Hello,

Yesterday I get my repaired HTC TyTN II mobile phone (not branded). Now I found WM6.1 on it. Because of the Hardwarereset I need to do a new cab file installation of some needed programs.

At the moment I was able to install some bought software and also to add our Exchange 2007 Server (self-made certificate by our ActiveDirecty Certificate Authority).

Some other bought software and of course all freeware cab files aren't possible to install. I get allways the error message: "Die Installation ist fehlgeschlagen. Das Programm oder die Einstellung konnte nicht installiert werden, da es/sie nicht digital mit einem vertrauenswürdigen Sicherheitszertifikat signiert ist."

Sorry for the german error message. It means, that the cab file has no digital certificate or a digital certificate from a non trustworthy CA. It isn't possible to accept this message and install the software as it was possible by WM6.0.

I read in the forum and of course a lot of other help websites on the web about certificates. Also how to put a new certificate on cab files.

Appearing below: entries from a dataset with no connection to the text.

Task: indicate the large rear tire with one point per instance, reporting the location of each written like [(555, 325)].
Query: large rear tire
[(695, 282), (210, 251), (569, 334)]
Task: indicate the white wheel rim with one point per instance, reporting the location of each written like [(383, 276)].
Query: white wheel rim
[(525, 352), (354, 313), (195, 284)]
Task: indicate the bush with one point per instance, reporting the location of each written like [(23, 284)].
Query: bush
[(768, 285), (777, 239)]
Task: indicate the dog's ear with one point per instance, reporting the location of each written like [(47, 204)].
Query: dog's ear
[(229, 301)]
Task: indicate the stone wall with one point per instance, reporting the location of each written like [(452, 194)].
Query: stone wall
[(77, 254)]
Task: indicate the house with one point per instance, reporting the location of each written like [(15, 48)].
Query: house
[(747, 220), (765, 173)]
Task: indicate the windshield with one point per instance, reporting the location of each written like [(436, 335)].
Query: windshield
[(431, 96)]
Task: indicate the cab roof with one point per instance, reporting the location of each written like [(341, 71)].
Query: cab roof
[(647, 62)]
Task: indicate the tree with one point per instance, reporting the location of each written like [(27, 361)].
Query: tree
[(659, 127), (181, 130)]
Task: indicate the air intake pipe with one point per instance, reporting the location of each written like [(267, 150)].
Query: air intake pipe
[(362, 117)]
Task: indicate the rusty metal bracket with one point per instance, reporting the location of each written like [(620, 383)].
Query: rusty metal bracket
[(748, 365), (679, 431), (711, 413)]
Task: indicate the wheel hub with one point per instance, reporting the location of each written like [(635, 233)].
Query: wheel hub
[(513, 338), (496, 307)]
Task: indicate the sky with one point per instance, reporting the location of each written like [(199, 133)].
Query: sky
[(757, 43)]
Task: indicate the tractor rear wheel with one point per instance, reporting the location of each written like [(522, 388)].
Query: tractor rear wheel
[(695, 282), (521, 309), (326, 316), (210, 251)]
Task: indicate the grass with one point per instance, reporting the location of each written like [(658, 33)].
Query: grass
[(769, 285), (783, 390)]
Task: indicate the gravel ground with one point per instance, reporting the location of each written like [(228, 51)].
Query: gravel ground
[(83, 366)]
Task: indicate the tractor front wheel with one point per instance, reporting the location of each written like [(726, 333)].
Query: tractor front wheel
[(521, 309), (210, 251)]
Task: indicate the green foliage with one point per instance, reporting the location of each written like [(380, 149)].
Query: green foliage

So I got from our CA a personal code signature and gave those files a new digital certificate, but that didn't work. I get the same message - the cab files have a good certificate (file property under Windows Vista showes that). Our root certificate is installed on the mobile phone => Exchange Sync works.

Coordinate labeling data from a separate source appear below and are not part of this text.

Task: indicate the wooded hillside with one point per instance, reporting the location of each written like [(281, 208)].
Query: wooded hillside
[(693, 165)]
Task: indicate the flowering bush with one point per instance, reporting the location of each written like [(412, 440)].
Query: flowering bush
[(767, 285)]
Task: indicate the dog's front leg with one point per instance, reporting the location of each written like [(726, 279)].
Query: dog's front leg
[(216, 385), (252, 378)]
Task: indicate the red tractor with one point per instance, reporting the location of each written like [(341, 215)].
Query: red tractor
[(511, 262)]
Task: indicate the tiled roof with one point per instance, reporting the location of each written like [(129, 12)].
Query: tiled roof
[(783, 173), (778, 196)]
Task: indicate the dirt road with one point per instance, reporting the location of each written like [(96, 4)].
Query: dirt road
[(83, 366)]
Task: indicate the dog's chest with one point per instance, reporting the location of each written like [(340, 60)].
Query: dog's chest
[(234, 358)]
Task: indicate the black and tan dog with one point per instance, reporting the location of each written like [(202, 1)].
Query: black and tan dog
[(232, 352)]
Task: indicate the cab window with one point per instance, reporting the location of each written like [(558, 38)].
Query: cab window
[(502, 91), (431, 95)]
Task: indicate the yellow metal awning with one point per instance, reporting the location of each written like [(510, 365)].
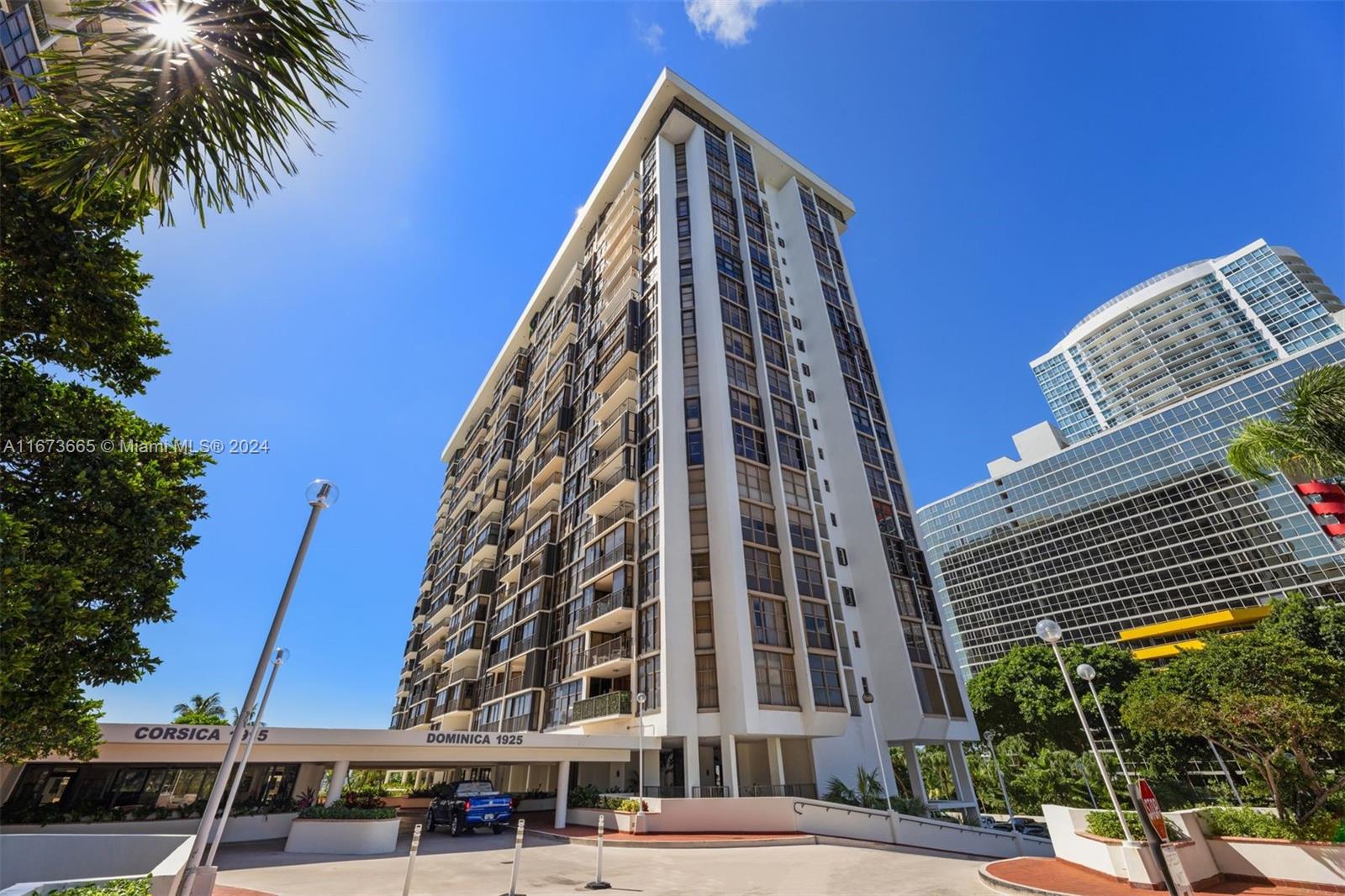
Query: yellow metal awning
[(1163, 651), (1221, 619)]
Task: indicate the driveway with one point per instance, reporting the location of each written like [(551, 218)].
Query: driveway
[(481, 864)]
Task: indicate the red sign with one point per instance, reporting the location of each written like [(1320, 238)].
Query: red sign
[(1153, 809)]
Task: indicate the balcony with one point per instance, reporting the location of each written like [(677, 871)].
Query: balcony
[(609, 660), (618, 488), (545, 490), (620, 423), (622, 389), (611, 705), (609, 614), (599, 571), (614, 363), (551, 458)]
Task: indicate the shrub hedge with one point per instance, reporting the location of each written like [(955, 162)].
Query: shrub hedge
[(347, 813)]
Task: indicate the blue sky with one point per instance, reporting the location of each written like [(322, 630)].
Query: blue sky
[(1013, 166)]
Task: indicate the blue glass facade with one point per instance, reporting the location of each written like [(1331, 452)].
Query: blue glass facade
[(1138, 525)]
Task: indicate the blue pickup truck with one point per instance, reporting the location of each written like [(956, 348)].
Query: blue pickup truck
[(466, 804)]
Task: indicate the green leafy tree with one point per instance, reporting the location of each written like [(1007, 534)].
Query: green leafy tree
[(1022, 693), (92, 532), (1266, 697), (1316, 625), (201, 705), (208, 96), (1306, 441)]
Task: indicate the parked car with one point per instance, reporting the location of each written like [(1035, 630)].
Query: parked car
[(1022, 826), (467, 804)]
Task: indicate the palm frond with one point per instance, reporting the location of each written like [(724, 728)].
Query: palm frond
[(213, 113)]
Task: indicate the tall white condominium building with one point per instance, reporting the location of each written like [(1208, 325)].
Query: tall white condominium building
[(1181, 333), (678, 481), (1138, 532)]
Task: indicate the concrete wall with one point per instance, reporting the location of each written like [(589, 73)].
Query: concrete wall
[(65, 860), (245, 828)]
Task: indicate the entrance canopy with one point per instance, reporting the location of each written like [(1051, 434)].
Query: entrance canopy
[(150, 743)]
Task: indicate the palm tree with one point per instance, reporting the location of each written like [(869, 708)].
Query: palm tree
[(1306, 441), (175, 93), (199, 705)]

What can I do, that I'm able to install all cab files? Why is my own certification not trustworthy? The root certificate is correctly installed on the device => Exchange Sync works.

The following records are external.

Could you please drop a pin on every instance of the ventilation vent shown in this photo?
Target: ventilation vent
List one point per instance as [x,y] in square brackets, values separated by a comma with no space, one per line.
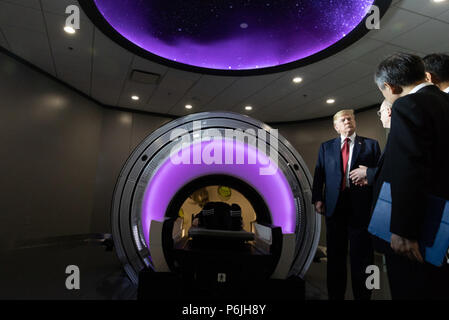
[145,77]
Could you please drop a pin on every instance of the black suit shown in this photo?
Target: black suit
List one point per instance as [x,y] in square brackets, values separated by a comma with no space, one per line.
[347,215]
[416,164]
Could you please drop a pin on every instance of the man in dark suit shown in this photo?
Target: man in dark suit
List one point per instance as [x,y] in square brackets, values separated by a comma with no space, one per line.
[417,165]
[345,205]
[437,70]
[363,175]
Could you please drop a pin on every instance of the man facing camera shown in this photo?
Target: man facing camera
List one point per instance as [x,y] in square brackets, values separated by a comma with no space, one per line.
[345,205]
[437,70]
[416,165]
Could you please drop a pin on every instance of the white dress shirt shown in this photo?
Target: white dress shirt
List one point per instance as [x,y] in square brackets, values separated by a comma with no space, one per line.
[420,86]
[351,148]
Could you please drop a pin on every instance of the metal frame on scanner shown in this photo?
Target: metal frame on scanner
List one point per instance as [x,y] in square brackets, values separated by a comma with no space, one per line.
[153,150]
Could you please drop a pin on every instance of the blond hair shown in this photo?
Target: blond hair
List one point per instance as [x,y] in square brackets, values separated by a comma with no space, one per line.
[342,113]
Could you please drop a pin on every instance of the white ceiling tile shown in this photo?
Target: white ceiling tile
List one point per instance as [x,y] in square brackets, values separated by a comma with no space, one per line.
[426,38]
[360,48]
[239,90]
[444,16]
[172,89]
[373,58]
[396,22]
[21,17]
[31,46]
[72,53]
[148,66]
[24,3]
[143,91]
[424,7]
[110,69]
[59,7]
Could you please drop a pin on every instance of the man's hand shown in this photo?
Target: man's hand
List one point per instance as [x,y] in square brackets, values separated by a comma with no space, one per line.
[358,176]
[319,207]
[406,247]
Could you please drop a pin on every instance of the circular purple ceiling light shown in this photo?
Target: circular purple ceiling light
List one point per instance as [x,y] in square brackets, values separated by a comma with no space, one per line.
[233,35]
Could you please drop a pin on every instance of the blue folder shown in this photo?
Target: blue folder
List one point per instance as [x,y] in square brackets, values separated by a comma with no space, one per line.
[434,239]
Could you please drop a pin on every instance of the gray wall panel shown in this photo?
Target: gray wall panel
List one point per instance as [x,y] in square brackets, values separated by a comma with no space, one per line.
[49,137]
[122,132]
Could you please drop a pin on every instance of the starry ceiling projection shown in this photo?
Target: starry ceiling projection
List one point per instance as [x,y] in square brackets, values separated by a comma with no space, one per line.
[233,35]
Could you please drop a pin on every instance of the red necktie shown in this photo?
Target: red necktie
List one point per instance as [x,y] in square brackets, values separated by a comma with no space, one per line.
[345,158]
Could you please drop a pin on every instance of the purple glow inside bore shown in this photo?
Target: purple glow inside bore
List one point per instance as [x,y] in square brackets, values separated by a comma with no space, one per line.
[171,177]
[234,34]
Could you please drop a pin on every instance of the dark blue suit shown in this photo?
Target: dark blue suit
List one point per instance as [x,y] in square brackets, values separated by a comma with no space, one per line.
[347,214]
[328,172]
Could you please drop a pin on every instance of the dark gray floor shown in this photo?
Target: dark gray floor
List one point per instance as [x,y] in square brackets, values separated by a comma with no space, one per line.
[39,273]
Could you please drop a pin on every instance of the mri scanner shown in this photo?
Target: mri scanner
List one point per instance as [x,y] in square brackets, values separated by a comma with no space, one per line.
[151,233]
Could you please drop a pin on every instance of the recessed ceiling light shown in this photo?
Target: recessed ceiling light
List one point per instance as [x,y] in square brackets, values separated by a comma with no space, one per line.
[69,30]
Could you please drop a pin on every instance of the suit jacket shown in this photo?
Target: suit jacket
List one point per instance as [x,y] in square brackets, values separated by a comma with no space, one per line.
[416,158]
[329,174]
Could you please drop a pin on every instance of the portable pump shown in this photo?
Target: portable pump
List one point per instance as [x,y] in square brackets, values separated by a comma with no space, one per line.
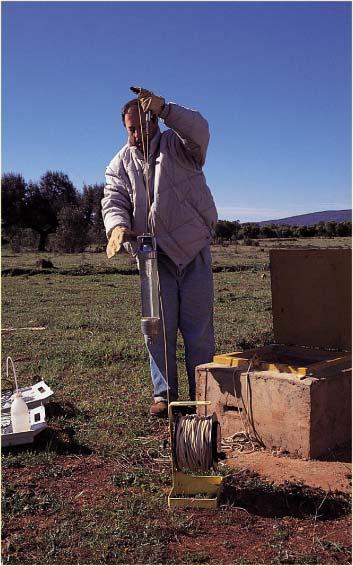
[147,258]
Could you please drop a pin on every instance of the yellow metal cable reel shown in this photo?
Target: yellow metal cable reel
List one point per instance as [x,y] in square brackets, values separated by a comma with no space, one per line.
[189,490]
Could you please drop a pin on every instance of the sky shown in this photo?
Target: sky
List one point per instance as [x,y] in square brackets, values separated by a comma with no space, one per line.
[273,79]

Hopefully someone is able to help me.

Forgive me if I'm wrong, but I think 2 things got mixed up here.

Windows Mobile requires CABs to be digitally signed by the makers of the program in order to install it. If it hasn't been done, WM will ask you if you woudl still like to install it, even if it's not digitally signed.

Exchange requires the Root certificate from the Exchange server to be installed via CAB to ensure a secure connection, identity check,... No certificate, no exchange.

=> regular CAB installations: I remember someone asking the same question some time ago, but I can't find his post. I attached a screenshot of the bubble I get. Is yours the same (ignoring the language differences)? Or are you getting another type of notification bubble or popup? Really no continue anyway option (that would really s*ck...)
Try disabeling it by using Kaisertweak (http://forum.xda-developers.com/showthread.php?t=333898). Check under 'security' and look there for disabling the warning. Soft reset after disabling it.

=> Exchange: As I said, it needs the server's Root cert to install. But I guess there were no problems here...

Good luck

@Dr. Strangelove: Thank you for your answer.

Forgive me if I'm wrong, but I think 2 things got mixed up here.

No not really. I tried to authorize the files, that have no certification. The root certificate of the used code signature is the same which is used for the Exchange Server synchronisation.

The root certificate was installed directly with a *.cer file (no CAB File).


=> regular CAB installations: I remember someone asking the same question some time ago, but I can't find his post. I attached a screenshot of the bubble I get. Is yours the same (ignoring the language differences)? Or are you getting another type of notification bubble or popup? Really no continue anyway option (that would really s*ck...)

That was the message I found with WM6.0. Now I get an different message. If the CAB file has a wrong or no digital certificate, then no installation...
...really no continue option.


I think I tried already Kaisertweak. There was a simular message. I'm not able to run it. I am not certain, therefore I will try it again.

However I don't want to deactive the warning. I want only to install or run even there is a warning.

Ok, I tried it again. The same error message: "Die Datei 'KaiserTweak' kann nicht geöffnet werden. Sie ist nicht mit einem vertrauenswürdigen Sicherheitszertifikat signiert."
In english it means, that the KaiserTweak.exe file has no certificate and it isn't possible to run it.




Optional it should be possible to authorize the file with an own certificate and install that. Then there should be no reason to change the new WM6.1 feature....

What can I do, that I'm able to install all cab files? Why is my own certification not trustworthy? The root certificate is correctly installed on the device => Exchange Sync works.


Get with your exchange server admin, they have your security policy locked down on your device. When you sync with the server it pulls your user rights from the server, if you dont have the correct permissions then it will limit your ability to do certain things on your device.

Get with your exchange server admin, they have your security policy locked down on your device. When you sync with the server it pulls your user rights from the server, if you dont have the correct permissions then it will limit your ability to do certain things on your device.

Thank you for your answer. :) I forgot, that Exchange 2007 SP1 has more security policies for WM6.1.

Now I'm able to run all kind of installation.